Contributing new datasets

New datasets are very welcome and everybody is encouraged to make their datasets accessible via MDAnalysisData, regardless of the simulation package or analysis code that they use. Users are encouraged to cite the authors of the datasets.

MDAnalysisData does not store files and trajectories. Instead, it provides accessor code to seamlessly download (and cache) files from archives.

Outline

When you contribute data then you have to do two things

  1. deposit data in an archive under an Open Data compatible license (CC0 or CC-BY preferred)

  2. write accessor code in MDAnalysisData

    The accessor code needs the stable archive URL(s) for your files and SHA256 checksums to check the integrity for any downloaded files. You will also add a description of your dataset.

Note

We currently have code to work with the figshare archive so choosing figshare will be easiest. But it should be straightforward to add code to work with other archive-grade repositories such as zenodo or DataDryad. Some universities also provide digital repositories that are suitable. Open an issue in the Issue Tracker for supporting other archives.

Step-by-step instructions

To add a new dataset deposit your data in a repository. Then open a pull request for the https://github.com/MDAnalysis/MDAnalysisData repository. Follow these steps:

STEP 1: Archival deposition

Deposit all required files in an archive-grade repository such as figshare.

Note

The site must provide stable download links and may not change the content during download because we store a SHA256 checksum to check file integrity.

Make sure to choose an Open Data compatible license such as CC0 or CC-BY.

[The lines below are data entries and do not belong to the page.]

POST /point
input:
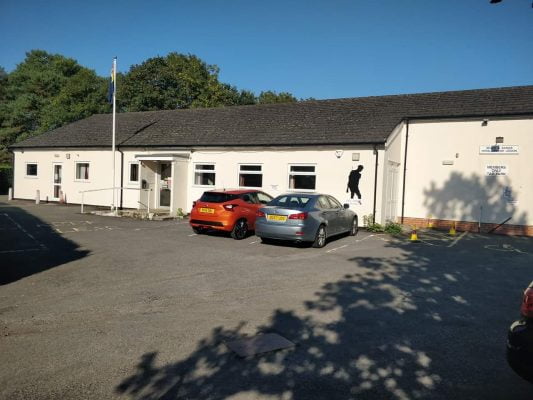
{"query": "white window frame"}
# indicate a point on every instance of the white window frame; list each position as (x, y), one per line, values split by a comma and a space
(36, 176)
(76, 171)
(138, 181)
(289, 173)
(210, 171)
(239, 172)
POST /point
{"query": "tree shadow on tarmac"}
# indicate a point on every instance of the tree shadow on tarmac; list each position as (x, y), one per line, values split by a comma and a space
(428, 323)
(29, 245)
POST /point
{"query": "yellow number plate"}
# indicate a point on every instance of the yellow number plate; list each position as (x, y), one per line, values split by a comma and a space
(280, 218)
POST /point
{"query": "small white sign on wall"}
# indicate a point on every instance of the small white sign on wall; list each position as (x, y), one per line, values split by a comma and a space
(498, 149)
(496, 170)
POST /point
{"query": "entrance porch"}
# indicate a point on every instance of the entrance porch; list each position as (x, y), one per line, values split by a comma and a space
(165, 177)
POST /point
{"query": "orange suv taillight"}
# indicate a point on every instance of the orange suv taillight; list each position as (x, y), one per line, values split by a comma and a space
(527, 303)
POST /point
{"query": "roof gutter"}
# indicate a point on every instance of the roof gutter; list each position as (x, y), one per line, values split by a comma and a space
(375, 183)
(405, 167)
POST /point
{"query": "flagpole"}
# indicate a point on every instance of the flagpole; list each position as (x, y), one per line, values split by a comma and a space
(114, 124)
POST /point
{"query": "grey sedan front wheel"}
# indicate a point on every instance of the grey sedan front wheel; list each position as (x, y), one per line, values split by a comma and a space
(320, 238)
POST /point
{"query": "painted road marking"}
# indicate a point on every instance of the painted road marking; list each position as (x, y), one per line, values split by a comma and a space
(337, 248)
(504, 247)
(18, 251)
(42, 246)
(456, 240)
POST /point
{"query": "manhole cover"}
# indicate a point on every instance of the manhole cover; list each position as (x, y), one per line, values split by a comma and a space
(259, 344)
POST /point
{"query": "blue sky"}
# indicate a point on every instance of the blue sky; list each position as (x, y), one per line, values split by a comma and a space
(321, 49)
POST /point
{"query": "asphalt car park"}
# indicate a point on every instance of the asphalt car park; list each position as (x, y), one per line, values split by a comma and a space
(102, 307)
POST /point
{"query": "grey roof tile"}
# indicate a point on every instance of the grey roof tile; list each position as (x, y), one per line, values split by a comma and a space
(340, 121)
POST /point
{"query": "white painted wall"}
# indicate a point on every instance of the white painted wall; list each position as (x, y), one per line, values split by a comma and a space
(459, 191)
(332, 171)
(99, 174)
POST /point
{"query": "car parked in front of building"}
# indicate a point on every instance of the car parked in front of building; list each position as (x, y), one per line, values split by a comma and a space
(520, 339)
(305, 217)
(232, 211)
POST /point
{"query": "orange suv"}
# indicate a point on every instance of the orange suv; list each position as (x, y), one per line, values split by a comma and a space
(227, 210)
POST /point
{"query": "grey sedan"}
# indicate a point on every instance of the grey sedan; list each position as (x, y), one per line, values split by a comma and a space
(304, 217)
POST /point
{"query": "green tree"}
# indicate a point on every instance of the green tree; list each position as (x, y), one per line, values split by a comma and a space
(46, 91)
(270, 97)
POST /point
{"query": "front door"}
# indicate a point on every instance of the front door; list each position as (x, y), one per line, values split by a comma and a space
(57, 180)
(165, 176)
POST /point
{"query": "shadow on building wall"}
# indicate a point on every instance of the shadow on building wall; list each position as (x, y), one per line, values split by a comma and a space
(29, 245)
(413, 326)
(478, 199)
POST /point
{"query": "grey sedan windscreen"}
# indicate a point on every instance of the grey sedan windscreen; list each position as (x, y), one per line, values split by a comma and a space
(291, 201)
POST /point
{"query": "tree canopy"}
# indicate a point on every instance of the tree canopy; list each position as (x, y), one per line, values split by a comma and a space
(46, 91)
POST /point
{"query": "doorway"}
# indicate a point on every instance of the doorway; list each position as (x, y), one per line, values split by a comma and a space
(58, 173)
(165, 177)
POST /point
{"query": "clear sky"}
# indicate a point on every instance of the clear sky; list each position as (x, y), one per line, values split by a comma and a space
(321, 49)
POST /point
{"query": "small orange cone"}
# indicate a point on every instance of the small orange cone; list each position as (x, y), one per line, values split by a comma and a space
(452, 231)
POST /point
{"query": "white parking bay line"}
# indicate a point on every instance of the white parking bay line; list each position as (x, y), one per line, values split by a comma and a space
(25, 231)
(456, 240)
(337, 248)
(18, 251)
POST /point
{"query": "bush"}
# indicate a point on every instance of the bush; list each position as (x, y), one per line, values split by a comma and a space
(390, 227)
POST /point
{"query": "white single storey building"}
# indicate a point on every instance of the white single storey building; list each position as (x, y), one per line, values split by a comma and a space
(461, 156)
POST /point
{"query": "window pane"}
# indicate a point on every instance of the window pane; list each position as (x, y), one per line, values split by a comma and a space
(31, 169)
(82, 171)
(251, 180)
(306, 182)
(302, 168)
(204, 178)
(216, 197)
(134, 172)
(251, 168)
(208, 167)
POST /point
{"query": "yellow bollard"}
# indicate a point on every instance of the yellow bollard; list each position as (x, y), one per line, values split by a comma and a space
(452, 231)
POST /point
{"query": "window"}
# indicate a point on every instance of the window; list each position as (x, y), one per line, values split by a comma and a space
(302, 177)
(250, 175)
(217, 197)
(134, 172)
(31, 169)
(204, 174)
(82, 171)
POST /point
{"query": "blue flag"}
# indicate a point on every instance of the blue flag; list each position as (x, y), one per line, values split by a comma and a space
(111, 90)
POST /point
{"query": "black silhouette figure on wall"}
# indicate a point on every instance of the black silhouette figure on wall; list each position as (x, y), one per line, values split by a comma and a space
(353, 182)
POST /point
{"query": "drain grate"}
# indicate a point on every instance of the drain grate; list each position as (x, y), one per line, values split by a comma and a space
(259, 344)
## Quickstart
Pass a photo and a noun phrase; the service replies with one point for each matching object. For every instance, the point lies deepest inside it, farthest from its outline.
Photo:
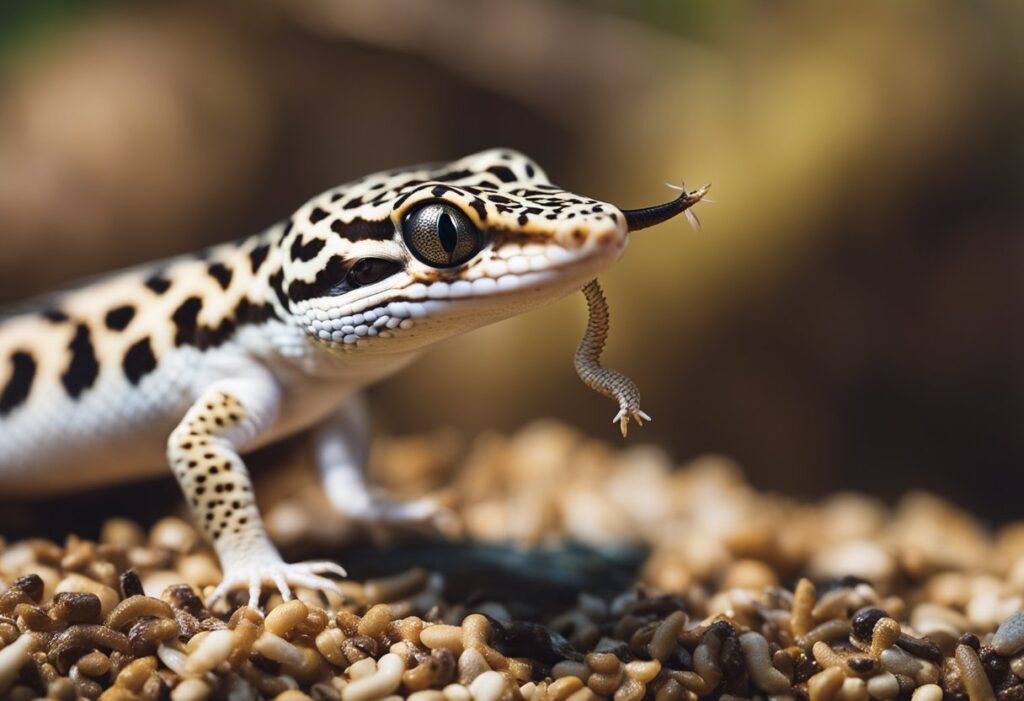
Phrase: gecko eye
(441, 235)
(369, 270)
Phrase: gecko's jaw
(507, 280)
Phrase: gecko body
(196, 360)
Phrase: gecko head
(400, 259)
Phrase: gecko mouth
(421, 302)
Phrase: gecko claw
(283, 575)
(624, 415)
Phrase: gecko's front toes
(624, 415)
(281, 575)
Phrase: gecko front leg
(204, 451)
(342, 444)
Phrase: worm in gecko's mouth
(649, 216)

Take note of the direct download URL for each of your files. It should be possible to obtain the file directly from a stable URL with curl or wget. As an example look at the dataset for MDAnalysisData.adk_equilibrium at DOI 10.6084/m9.figshare.5108170 (as shown in the figure below). Especially note the download links of the DCD trajectory (https://ndownloader.figshare.com/files/8672074) and PSF topology files (https://ndownloader.figshare.com/files/8672230) as these links will be needed in the accessor code in MDAnalysisData in the next step.

_images/figshare_adk_equilibrium.png

The AdK Equilbrium dataset on figshare DOI 10.6084/m9.figshare.5108170, highlighting the deposited trajectory and topology files. The download URLs are visible when hovering over a file’s image.

STEP 2: Add code and docs to MDAnalysisData

  1. Add a Python module {MODULE_NAME}.py with the name of your dataset (where {MODULE_NAME} is just a placeholder). As an example see MDAnalysisData/adk_equilibrium.py, which becomes MDAnalysisData.adk_equilibrium). In many cases you can copy an existing module and adapt:

    • text: describe your dataset

    • NAME: name of the data set; will be used as a file name so do not use spaces etc

    • DESCRIPTION: filename of the description file (which contains restructured text format, so needs to have suffix .rst)

    • ARCHIVE: dictionary containing RemoteFileMetadata instances. Keys should describe the file type. Typically

      • topology: topology file (PSF, TPR, …)

      • trajectory: trajectory coordinate file (DCD, XTC, …)

      • structure (optional): system with single frame of coordinates (typically PDB, GRO, CRD, …)

    • name of the fetch_{NAME}() function (where {NAME} is a suitable name to access your dataset)

    • docs of the fetch_{NAME}() function

    • calculate and store the reference SHA256 checksum as described below

  2. Add a description file (example: MDAnalysisData/descr/adk_equilibrium.rst); copy an existing file and adapt. Make sure to add license information.

  3. Import your fetch_{NAME}() function in MDAnalysisData/datasets.py.

    from .{MODULE_NAME} import fetch_{NAME}
    
  4. Add documentation {NAME}.rst in restructured text format under docs/ (take existing files as examples) and append {NAME} to the second toctree section of the docs/index.rst file.

    .. toctree::
       :maxdepth: 1
       :caption: Datasets
       :hidden:
    
       adk_equilibrium
       adk_transitions
       ...
       CG_fiber
       {NAME}
    

If your data set does not follow the same pattern as the example above (where each file is downloaded separately) then you have to write your own fetch_{NAME}() function. E.g., you might download a tar file and then unpack the file yourself. Use scikit-learn’s sklearn/datasets as examples, make sure that your function sets appropriate attributes in the returned Bunch of records, and fully document what is returned.

RemoteFileMetadata and SHA256 checksum

The RemoteFileMetadata is used by _fetch_remote() and it will check file integrity by computing a SHA256 checksum over each downloaded file with a stored reference checksum. You must compute the reference checksum and store it in your RemoteFileMetadata data structure for each file.

Typically you will have a local copy of the files during testing. You can compute the SHA256 for a file FILENAME with the following code:

python import MDAnalysisData.base
print(MDAnalysisData.base._sha256(FILENAME))

or from the commandline

python -c 'import MDAnalysisData; print(MDAnalysisData.base._sha256("FILENAME"))'

where FILENAME is the file that is stored in the archive.